Mr. Philippon begins with the familiar observation that the financial sector has developed much more rapidly than the economy as a whole. In particular, the share of GDP attributable to banks and trading companies and similar organizations has almost doubled since 1980, when the dismantling of the financial regulation system created in response to the Great Depression began.
What do we get in exchange for all this money? A little how general this can be determined. Mr. Philippon shows that the financial sector has expanded much faster than this or that stream of savings that it directs or deposits; They like to say that it provides a huge service to the economy by distributing capital in the most efficient way, but this argument is difficult to support after a decade in which Wall Street's main achievement was investing hundreds of billions of dollars in subprime mortgages.
Also, Wall Street supporters usually insist that the rapid growth of complex financial instruments reduced risk and increased system stability, so the financial crisis is a thing of the past. This is actually not the case.

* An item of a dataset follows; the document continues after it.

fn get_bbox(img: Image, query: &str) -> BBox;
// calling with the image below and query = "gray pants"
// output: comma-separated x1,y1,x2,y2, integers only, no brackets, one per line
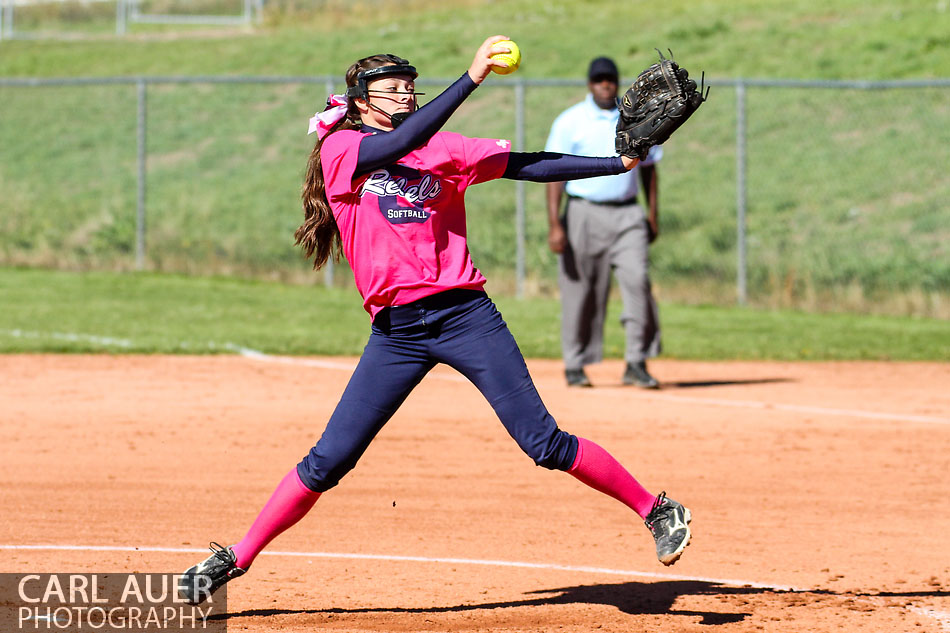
558,198,660,369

But if our overgrown financial sector does not provide us with security and higher productivity, then what does it do? On the one hand, he holds small investors for fools, forcing them to spend huge sums in futile attempts to outwit the market. But do not take my word for it - this is what the president of the American Financial Association said in 2008. On the other hand, huge amounts of money are spent on speculative activity, which is profitable privately, but in a social sense, unproductive.